Question

A sample of 0.50 g of an organic compound was treated according to Kjeldahl's method. The ammonia evolved was absorbed in 50 mL of 0.5 M $H_{2}S{O}_4$.The residue acid required 60 mL of 0.5 M solution of $NaOH$ for neutralisation.

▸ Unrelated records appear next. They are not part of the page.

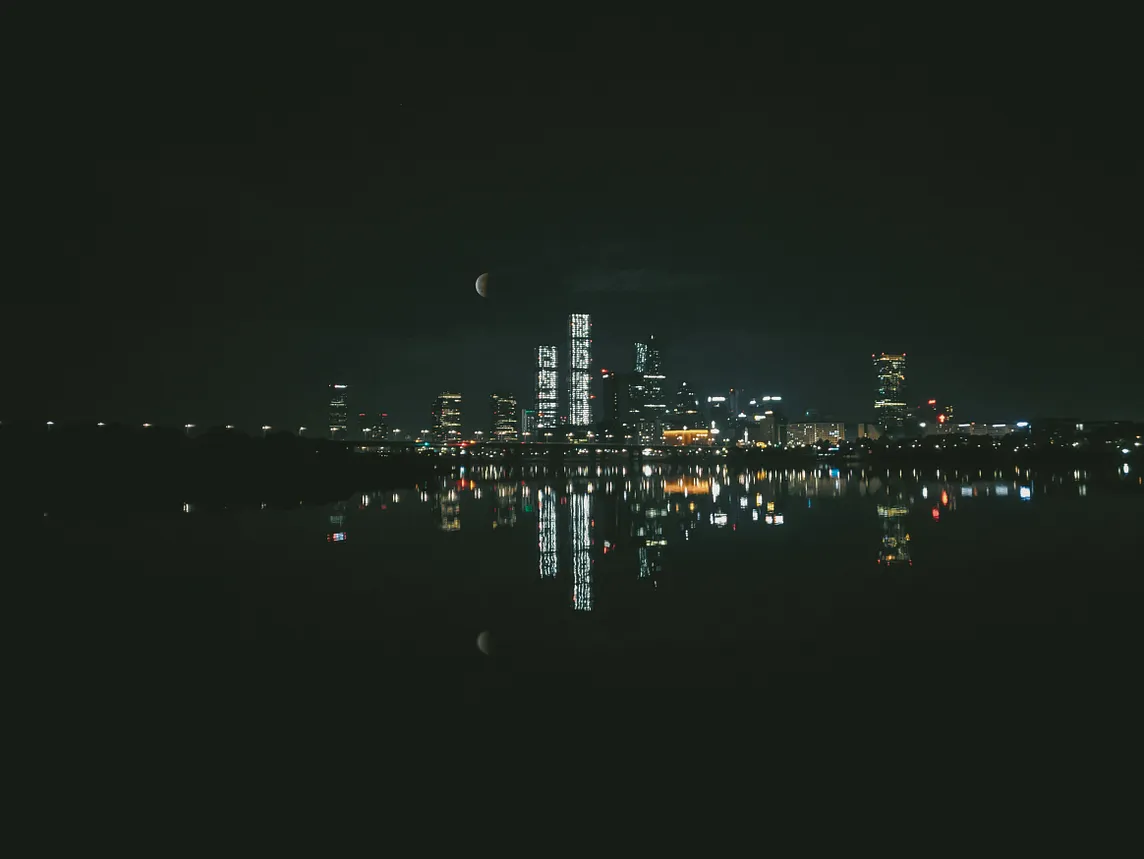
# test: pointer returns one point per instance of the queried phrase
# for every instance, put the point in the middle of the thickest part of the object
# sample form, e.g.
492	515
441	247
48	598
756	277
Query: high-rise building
503	411
813	431
529	424
719	415
641	364
548	403
339	411
654	405
616	394
579	371
890	406
446	418
685	413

What would be the percentage composition of nitrogen in the compound?

• A. 50
• B. 60
• C. 56
• D. 44

Answer 1

The correct option is C 56

Mass of organic compound = 0.50 g

60 mL of 0.5 M solution of $NaOH$ is required by residual acid for neutralisation

$\Rightarrow$ 60 mL of 0.5 M solution of $NaOH$ = $\frac{60}{2}$ mL of 0.5M $H_{2}S{O}_4$ = 30mL of 0.5M $H_{2}S{O}_4$

$\therefore$ Acid consumed in absorption of evolved ammonia is (50-30)mL = 20mL

Again, 20mL of 0.5M $H_{2}S{O}_4$ = 40mL of 0.5M $N{H}_3$

Since 1000mL of 1M $N{H}_3$ contains 14g of nitrogen,

$\therefore$ 40mL of 0.5M $N{H}_3$ will contain = $\frac{14\times 40}{1000}\times 0.5$ = 0.28g of $N$

Therefore, percentage of $N$ in 0.50g of organic compound = $\frac{0.28}{0.50}\times 100=56\%$

Hence, the correct answer is $56\%$.